To me. I didn’t learn independently. My daddy taught me, prying open messy boiled peanuts and swilling beer on the back straight. He’s gone 20 years, the back straight is the front straight, the one on the left is in the middle, and “the guy in the rear … is a Methodist.”
Against all odds, I had a hunch, the kind I normally only got when I was at tracks, that Harvick was going to win. Sure, he started on the pole, but no one had won at Darlington from the pole since 1997. Harvick himself had never won a Sprint Cup race there. I’ve always thought there are two sides to statistics. On the one hand, a bountiful record is an indicator of prowess. Sometimes a fruitless record is an indicator of lack thereof. In Harvick’s case, though, I felt he had always had what it takes to win at the oldest and weirdest superspeedway.

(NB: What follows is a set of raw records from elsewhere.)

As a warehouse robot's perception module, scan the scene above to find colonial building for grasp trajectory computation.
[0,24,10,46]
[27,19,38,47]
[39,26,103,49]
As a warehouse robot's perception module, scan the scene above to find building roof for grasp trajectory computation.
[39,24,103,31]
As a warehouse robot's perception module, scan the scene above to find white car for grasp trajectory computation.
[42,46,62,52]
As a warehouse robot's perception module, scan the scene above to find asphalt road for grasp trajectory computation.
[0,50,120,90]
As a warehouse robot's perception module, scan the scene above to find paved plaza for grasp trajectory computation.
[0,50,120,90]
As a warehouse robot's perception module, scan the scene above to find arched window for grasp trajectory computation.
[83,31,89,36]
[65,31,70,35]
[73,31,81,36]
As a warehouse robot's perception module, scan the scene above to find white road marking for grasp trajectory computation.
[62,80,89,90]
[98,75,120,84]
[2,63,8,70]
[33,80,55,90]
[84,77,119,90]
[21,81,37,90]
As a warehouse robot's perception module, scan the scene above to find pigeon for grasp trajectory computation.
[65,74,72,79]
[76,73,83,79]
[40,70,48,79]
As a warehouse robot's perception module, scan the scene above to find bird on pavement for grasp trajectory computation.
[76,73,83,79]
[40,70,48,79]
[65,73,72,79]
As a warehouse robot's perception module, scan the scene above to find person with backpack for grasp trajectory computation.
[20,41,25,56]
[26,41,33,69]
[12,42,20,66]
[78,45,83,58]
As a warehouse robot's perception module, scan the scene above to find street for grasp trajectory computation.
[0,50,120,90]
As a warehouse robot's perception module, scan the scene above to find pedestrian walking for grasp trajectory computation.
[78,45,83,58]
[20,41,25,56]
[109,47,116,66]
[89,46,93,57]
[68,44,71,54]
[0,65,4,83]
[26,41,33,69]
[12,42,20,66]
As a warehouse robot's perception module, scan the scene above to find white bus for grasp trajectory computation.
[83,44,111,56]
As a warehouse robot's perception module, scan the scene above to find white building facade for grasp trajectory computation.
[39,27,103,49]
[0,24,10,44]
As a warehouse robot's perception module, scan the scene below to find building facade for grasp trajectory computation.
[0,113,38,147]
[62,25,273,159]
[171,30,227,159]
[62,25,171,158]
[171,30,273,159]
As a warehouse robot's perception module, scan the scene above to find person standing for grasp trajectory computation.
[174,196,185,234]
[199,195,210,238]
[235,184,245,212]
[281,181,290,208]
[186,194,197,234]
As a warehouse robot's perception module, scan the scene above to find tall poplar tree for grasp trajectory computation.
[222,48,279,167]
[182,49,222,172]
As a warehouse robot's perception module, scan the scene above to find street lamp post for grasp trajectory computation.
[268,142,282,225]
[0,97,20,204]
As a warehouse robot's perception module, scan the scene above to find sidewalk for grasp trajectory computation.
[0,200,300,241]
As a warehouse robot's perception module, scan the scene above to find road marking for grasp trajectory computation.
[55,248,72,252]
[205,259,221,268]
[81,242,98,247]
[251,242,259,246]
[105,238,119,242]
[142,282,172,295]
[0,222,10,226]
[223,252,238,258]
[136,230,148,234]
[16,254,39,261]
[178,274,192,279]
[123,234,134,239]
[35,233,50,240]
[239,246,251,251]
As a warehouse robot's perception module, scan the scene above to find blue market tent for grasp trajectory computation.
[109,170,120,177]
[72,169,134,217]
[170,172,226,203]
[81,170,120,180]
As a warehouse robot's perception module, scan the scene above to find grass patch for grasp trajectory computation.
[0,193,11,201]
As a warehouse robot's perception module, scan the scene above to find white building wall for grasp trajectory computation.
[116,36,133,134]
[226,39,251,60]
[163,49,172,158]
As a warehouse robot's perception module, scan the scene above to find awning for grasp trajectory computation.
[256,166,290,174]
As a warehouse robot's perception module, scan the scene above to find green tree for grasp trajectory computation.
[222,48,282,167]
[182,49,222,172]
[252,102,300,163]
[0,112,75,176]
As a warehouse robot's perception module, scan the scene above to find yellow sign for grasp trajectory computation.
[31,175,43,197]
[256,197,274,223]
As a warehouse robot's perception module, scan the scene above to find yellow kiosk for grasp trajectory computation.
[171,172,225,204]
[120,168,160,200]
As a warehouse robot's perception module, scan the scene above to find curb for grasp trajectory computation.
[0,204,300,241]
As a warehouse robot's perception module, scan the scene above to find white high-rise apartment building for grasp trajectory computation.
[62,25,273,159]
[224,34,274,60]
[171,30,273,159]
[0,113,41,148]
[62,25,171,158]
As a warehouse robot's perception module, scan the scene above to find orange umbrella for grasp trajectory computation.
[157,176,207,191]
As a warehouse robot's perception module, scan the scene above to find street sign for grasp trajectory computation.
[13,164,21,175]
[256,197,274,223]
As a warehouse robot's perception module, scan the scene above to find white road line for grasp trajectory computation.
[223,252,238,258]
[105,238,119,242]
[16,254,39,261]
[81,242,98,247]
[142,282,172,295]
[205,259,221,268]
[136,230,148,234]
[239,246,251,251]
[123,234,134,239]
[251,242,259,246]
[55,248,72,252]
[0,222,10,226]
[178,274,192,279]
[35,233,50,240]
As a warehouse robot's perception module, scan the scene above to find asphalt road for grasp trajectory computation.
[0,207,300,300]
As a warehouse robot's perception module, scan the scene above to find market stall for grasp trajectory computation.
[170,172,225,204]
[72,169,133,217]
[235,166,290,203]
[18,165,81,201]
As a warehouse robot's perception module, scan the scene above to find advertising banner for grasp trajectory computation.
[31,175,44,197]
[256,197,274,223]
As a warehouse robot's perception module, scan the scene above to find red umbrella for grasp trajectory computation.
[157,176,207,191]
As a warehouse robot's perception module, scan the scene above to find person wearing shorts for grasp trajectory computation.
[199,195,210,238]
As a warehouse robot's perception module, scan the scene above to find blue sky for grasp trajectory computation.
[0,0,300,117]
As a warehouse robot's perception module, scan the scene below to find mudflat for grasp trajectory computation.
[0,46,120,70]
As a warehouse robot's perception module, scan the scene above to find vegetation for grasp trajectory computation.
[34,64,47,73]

He was due. That’s what I was thinking when Phil Kornblut asked me on South Carolina SportsTalk Friday night. I don’t consider myself much of a prognosticator. In fact, I don’t think the average writer is any better at picking winners than the Cub Scout leader sitting with Pack 3497 on the back straight.
No, Freddie, we’ll have sandwiches at the halfway point. Just stay hydrated. You’ll be fine. Who’s gonna win? Oh … Harvick. Brandon! Don’t make me come down there. Behave!
Earlier this year, the one week I got the pick right, Phil ran out of time before he asked me, or, more likely, I used up the time with my big mouth.
I don’t know if the pavement is aging or the cars are better – I suspect it’s some mingling of both, though I don’t know if the recipe has two cups of old and one of new, or vice-versa – but the racing roused me. I watched it with ardor and confined my departures to commercials and caution flags.
Again, though, I can’t judge. Darlington is Mecca to me, or, since I’m not Muslim, Mecca is Darlington. Skip the religion. Darlington is a mecca, not Mecca. It’s secular, but there’s a little spirituality. When I think the word – Darlington! – it sends chills down my spine and sometimes my eyes moisten. It’s similar in my psyche to Fenway Park, Ryman Auditorium, the Jefferson Memorial and my alma maters, Clinton High School and Furman University.
In my mind, Kevin Harvick finally arrived. Cue the fight song.